The spent fuel from that facility will be shipped out of Iran for the life of the reactor. Iran will not build a new heavy-water reactor. And Iran will not reprocess fuel from its existing reactors -- ever," Obama said. "Second, this deal shuts down Iran's path to a bomb using enriched uranium. Iran has agreed that its installed centrifuges will be reduced by two-thirds. Iran will no longer enrich uranium at its Fordow facility. Iran will not enrich uranium with its advanced centrifuges for at least the next 10 years. The vast majority of Iran's stockpile of enriched uranium will be neutralised."
Obama added: "Today, estimates indicate that Iran is only two or three months away from potentially acquiring the raw materials that could be used for a single nuclear bomb.

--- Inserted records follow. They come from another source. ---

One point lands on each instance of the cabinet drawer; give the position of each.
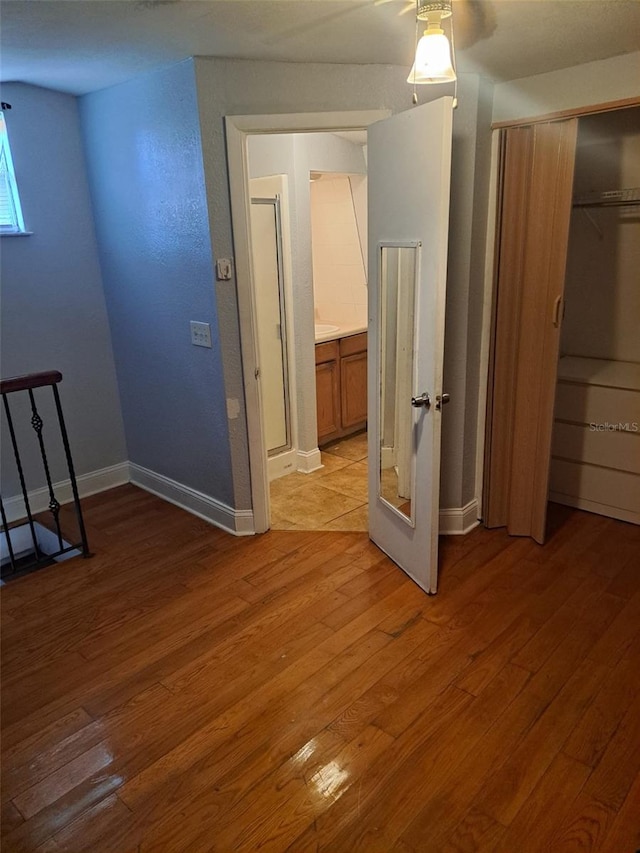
(353, 344)
(327, 351)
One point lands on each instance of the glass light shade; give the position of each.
(433, 60)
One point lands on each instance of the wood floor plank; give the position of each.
(624, 833)
(543, 812)
(186, 690)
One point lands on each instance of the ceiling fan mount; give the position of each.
(440, 7)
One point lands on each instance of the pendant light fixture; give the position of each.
(433, 62)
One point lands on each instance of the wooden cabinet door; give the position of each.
(353, 389)
(328, 400)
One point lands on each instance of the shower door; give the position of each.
(409, 158)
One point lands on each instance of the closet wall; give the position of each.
(596, 441)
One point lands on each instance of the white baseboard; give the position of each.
(459, 520)
(88, 484)
(309, 460)
(282, 464)
(236, 521)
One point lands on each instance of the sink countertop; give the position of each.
(343, 332)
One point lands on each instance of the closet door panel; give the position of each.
(516, 160)
(537, 175)
(545, 255)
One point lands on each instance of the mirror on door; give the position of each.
(398, 272)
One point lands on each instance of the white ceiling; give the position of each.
(82, 46)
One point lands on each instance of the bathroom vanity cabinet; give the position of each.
(341, 387)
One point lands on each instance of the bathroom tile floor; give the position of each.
(332, 498)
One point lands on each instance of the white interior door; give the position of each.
(409, 175)
(269, 301)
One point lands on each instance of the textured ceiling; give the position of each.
(86, 45)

Under this deal, Iran has agreed that it will not stockpile the materials needed to build a weapon. Even if it violated the deal, for the next decade at least, Iran would be a minimum of a year away from acquiring enough material for a bomb. And the strict limitations on Iran's stockpile will last for 15 years.

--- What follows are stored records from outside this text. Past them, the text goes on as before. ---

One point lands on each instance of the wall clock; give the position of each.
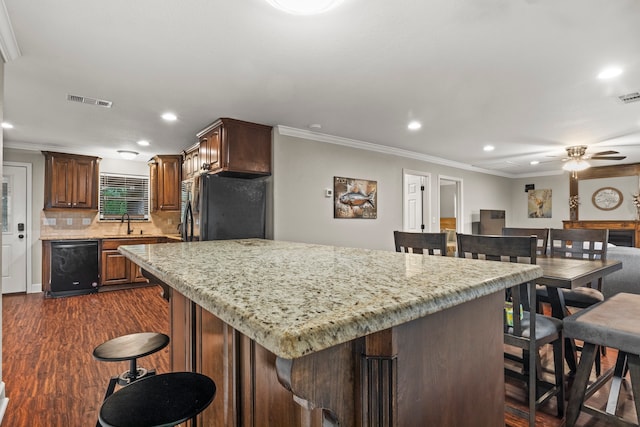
(607, 198)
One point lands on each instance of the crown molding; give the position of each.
(361, 145)
(8, 45)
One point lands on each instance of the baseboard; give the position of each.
(4, 401)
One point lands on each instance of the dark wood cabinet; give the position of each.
(165, 176)
(115, 268)
(235, 148)
(71, 181)
(191, 161)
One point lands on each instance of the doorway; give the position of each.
(16, 227)
(450, 203)
(416, 201)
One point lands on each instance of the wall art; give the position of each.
(539, 203)
(355, 198)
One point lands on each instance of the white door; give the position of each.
(416, 202)
(14, 229)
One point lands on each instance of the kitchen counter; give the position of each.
(99, 236)
(295, 298)
(339, 336)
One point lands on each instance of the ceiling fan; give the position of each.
(577, 158)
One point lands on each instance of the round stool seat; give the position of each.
(159, 400)
(130, 346)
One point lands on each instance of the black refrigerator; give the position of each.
(225, 208)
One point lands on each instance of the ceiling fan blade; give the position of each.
(607, 157)
(604, 153)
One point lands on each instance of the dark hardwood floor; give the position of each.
(53, 381)
(50, 375)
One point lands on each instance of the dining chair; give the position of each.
(581, 243)
(519, 331)
(418, 243)
(542, 236)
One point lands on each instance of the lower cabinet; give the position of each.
(116, 268)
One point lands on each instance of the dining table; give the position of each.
(570, 273)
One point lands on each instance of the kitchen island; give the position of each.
(310, 335)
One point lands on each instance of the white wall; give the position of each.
(303, 169)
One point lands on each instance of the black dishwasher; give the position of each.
(74, 267)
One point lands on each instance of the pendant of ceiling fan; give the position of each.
(578, 152)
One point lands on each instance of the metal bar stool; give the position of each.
(130, 347)
(161, 400)
(613, 323)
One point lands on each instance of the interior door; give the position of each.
(416, 202)
(14, 229)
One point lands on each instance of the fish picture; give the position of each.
(355, 198)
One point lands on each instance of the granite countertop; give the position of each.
(295, 299)
(71, 236)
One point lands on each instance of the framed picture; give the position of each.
(539, 203)
(354, 198)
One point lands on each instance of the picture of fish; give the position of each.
(355, 198)
(358, 199)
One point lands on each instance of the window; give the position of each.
(120, 194)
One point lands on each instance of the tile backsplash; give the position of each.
(88, 224)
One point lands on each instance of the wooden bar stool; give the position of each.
(613, 323)
(159, 400)
(130, 347)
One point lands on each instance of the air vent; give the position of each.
(90, 101)
(630, 97)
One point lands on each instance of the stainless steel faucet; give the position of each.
(129, 229)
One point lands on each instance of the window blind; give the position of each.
(120, 194)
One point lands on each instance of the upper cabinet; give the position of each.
(71, 181)
(232, 147)
(191, 161)
(165, 177)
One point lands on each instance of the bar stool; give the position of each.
(158, 400)
(130, 347)
(613, 323)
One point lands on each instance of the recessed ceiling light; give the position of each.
(170, 117)
(609, 73)
(128, 154)
(306, 7)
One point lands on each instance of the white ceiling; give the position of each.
(517, 74)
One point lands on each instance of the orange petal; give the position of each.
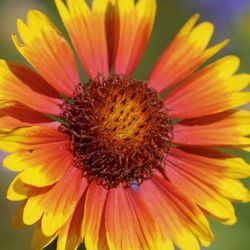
(133, 29)
(39, 240)
(185, 54)
(17, 219)
(93, 212)
(19, 191)
(57, 204)
(88, 33)
(17, 116)
(20, 84)
(129, 223)
(69, 236)
(46, 50)
(180, 220)
(41, 167)
(206, 179)
(215, 85)
(228, 129)
(31, 138)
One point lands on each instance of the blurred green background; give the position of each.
(232, 19)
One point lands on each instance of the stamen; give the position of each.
(119, 130)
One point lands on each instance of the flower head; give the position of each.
(111, 163)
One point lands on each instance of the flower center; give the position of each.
(119, 130)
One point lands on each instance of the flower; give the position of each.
(110, 162)
(223, 13)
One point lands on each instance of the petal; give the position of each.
(129, 223)
(134, 27)
(88, 33)
(215, 85)
(207, 182)
(228, 129)
(17, 219)
(70, 236)
(39, 240)
(93, 212)
(57, 204)
(17, 115)
(18, 190)
(184, 55)
(180, 220)
(45, 49)
(20, 84)
(31, 138)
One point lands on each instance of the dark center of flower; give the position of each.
(119, 130)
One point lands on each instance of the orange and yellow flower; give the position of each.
(109, 162)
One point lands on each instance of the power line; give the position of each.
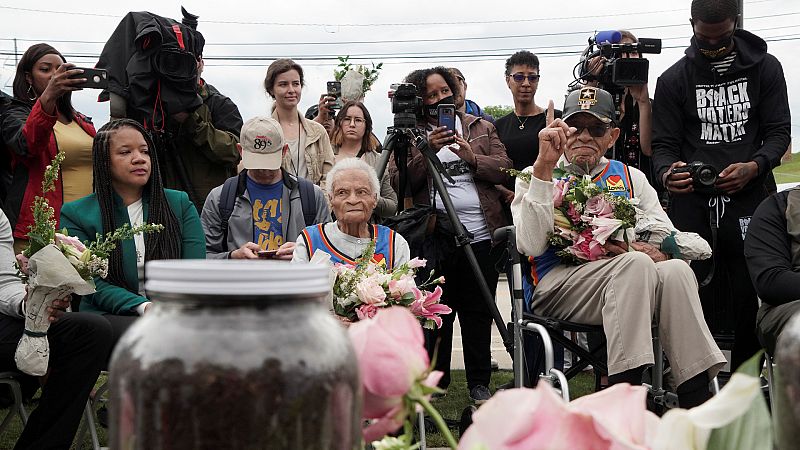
(462, 54)
(358, 25)
(406, 41)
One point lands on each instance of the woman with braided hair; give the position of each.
(128, 189)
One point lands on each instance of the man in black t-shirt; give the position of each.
(519, 131)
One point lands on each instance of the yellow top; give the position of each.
(76, 171)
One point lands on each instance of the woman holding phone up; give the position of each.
(38, 123)
(310, 155)
(472, 155)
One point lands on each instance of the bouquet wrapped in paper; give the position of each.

Third, this deal provides the best possible defence against Iran's ability to pursue a nuclear weapon covertly -- that is, in secret. International inspectors will have unprecedented access not only to Iranian nuclear facilities, but to the entire supply chain that supports Iran's nuclear programme..." Obama said. "If Iran cheats, the world will know it," he noted.
Obama warned leaders of Congress not to stop the deal. "If Congress kills this deal not based on expert analysis and without offering any reasonable alternative, then it's the United States that will be blamed for the failure of diplomacy," Obama said. "International unity will collapse." A comprehensive deal is expected by the end of June.